Valuation levels have recovered as well. The current S&P 1200 price-to-earnings ratio is 24.5x, versus 15.5x in October 2022, and the price expectations of buyers and sellers have largely aligned. Furthermore, as inflation comes under control, interest rates are dropping.

Taken together, these tailwinds could build momentum in deal activity—especially as business confidence and sentiment gain strength.

Trends Promote M&A over the Long Term

Over the long term, several trends will continue to foster an M&A recovery:

  • Transformations. Staying the course is not an option in an era of technological advances, geopolitical tensions, and economic uncertainty. Continuous development and transformation are necessary to counter challenges arising from new customer behaviors, supply chain disruptions, the energy transition, and evolving regulatory frameworks. For many executives, gaining and retaining competitive advantage and building resilience are top priorities. M&A and divestitures are essential tools for transforming companies, and their importance will only increase. We expect to see more transformational deals, including those involving assets outside the company’s core business. (See Exhibit 5.) On the buy side, this involves acquiring for growth, efficiency, technology, or talent. On the sell side, it means divesting underperforming business units or noncore assets.
  • Climate and Sustainability. Green deals that pursue climate and sustainability objectives gained steam over the past decade. Although the focus on ESG issues has waned somewhat—particularly in North America—they remain firmly on CEO agendas. The ongoing energy transition, decarbonization, the rise of the circular economy, and broader concerns about social impact are influencing companies across all sectors. Acquisitions and divestitures are valuable tools for achieving strategic goals related to these challenges.
  • Sector-Level Considerations. Global trends affect different sectors to varying degrees. For example, ongoing energy transition and decarbonization efforts are especially influential in the energy, power, materials, and automotive sectors. On the other hand, the continuously evolving regulatory landscape and increased antitrust scrutiny are of special concern to large tech and pharma companies as they continue to grow.
  • Digitization and AI. The ongoing push for digitization remains a major driver of deals. Recent advances in generative AI (GenAI) and robotics, in particular, will continue to fuel M&A activity as companies pursue emerging technological solutions and tech-enhanced capabilities. In this context, "acquihire" deals—in which the acquirer’s primary goal is to gain access to a company’s highly skilled employees—are likely to become more common. AI is also likely to transform the way deal M&A teams operate and manage their activities. To keep pace with ongoing advances, dealmakers must consider how to integrate AI into their work. (See “Applying AI in Dealmaking.”)

Applying AI in Dealmaking


Exercising caution in today’s environment is understandable, but it does not excuse a lack of preparation. Dealmakers should take the opportunity to refine their strategies, identify suitable targets, build the right M&A teams and organizations , and invest in new technologies for deal execution. Now is also the ideal time to prepare for being a target when dealmaking picks up, such as by prepackaging carve-outs.

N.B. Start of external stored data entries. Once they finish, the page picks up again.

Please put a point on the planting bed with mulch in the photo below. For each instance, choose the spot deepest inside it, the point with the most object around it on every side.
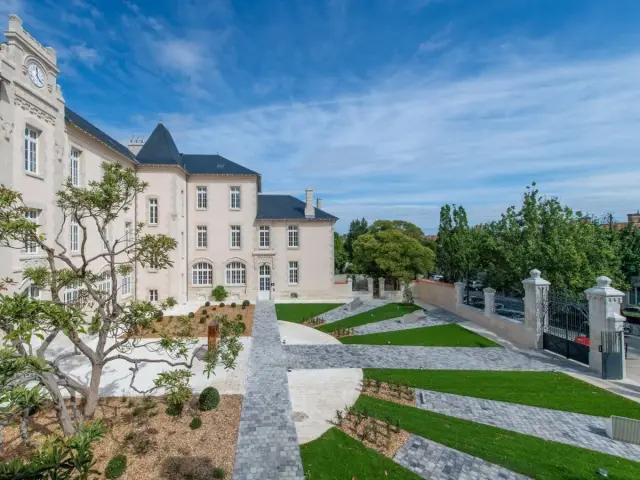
(201, 319)
(157, 446)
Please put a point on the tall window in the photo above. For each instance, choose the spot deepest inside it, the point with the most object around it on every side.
(125, 285)
(74, 236)
(128, 233)
(293, 273)
(31, 247)
(294, 237)
(75, 167)
(201, 198)
(265, 236)
(235, 236)
(234, 198)
(30, 150)
(236, 273)
(153, 211)
(202, 274)
(202, 236)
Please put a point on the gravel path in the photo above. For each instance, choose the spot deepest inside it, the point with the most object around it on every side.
(433, 460)
(267, 441)
(584, 431)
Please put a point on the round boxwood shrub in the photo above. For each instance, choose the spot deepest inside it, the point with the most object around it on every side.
(116, 467)
(196, 422)
(209, 399)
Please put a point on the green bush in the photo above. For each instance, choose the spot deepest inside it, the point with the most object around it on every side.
(196, 422)
(220, 293)
(209, 399)
(116, 467)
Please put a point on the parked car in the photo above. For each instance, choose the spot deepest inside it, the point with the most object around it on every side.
(632, 314)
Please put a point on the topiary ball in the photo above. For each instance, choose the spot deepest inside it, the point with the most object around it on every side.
(116, 467)
(209, 399)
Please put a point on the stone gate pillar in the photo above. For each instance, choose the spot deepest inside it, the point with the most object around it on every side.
(536, 307)
(604, 315)
(489, 301)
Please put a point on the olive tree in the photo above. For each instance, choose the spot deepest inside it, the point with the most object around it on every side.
(97, 323)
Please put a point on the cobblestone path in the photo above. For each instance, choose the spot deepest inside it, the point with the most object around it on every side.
(435, 358)
(584, 431)
(267, 442)
(434, 460)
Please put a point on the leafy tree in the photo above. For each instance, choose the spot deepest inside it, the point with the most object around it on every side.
(29, 326)
(356, 228)
(391, 254)
(339, 253)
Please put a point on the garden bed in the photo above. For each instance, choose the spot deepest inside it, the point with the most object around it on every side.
(201, 319)
(157, 446)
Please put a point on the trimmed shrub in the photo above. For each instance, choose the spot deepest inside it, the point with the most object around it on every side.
(196, 422)
(220, 293)
(116, 467)
(209, 399)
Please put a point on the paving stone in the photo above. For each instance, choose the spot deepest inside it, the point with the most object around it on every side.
(344, 312)
(435, 461)
(267, 442)
(584, 431)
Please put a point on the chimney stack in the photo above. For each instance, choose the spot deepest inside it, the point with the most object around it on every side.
(135, 144)
(309, 211)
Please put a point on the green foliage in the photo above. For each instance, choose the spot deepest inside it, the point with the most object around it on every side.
(391, 253)
(220, 293)
(196, 422)
(116, 467)
(61, 458)
(209, 399)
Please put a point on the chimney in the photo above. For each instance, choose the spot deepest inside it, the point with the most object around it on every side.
(135, 144)
(309, 211)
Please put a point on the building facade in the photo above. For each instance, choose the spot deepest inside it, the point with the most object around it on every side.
(228, 231)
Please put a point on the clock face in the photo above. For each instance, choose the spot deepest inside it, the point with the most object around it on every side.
(36, 74)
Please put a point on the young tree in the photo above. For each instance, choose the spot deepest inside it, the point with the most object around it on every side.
(30, 326)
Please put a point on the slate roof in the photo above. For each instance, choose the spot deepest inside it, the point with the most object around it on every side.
(287, 207)
(75, 119)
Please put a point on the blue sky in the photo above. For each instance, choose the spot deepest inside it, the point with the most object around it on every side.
(387, 108)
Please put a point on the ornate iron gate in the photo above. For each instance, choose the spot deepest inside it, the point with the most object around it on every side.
(612, 351)
(566, 329)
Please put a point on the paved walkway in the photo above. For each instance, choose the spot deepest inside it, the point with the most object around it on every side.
(267, 443)
(584, 431)
(434, 460)
(432, 358)
(344, 312)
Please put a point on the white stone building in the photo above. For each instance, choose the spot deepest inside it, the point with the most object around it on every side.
(228, 232)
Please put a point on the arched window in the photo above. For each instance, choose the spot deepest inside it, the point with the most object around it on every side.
(236, 273)
(202, 274)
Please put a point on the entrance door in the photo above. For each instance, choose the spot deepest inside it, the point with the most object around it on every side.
(265, 282)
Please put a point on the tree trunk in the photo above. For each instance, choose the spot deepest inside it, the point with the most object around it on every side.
(91, 399)
(51, 384)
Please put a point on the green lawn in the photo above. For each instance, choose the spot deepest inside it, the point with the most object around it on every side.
(539, 389)
(524, 454)
(451, 335)
(299, 312)
(337, 456)
(386, 312)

For bold dealmakers, doing deals now—when the market is not at its peak and valuations have not returned to their heights—provides more time to ensure that transactions align closely with long-term strategy, often resulting in higher returns. As always, dealmakers should maintain a strong focus on the value creation thesis, especially synergies and related integration implications.

In this period of relative calm, proactive preparation will differentiate dealmakers who are ready to navigate the complexities of the market from those who are at risk of being caught off guard. The next wave of M&A is building—and the companies that prepare for it now will be the ones leading it.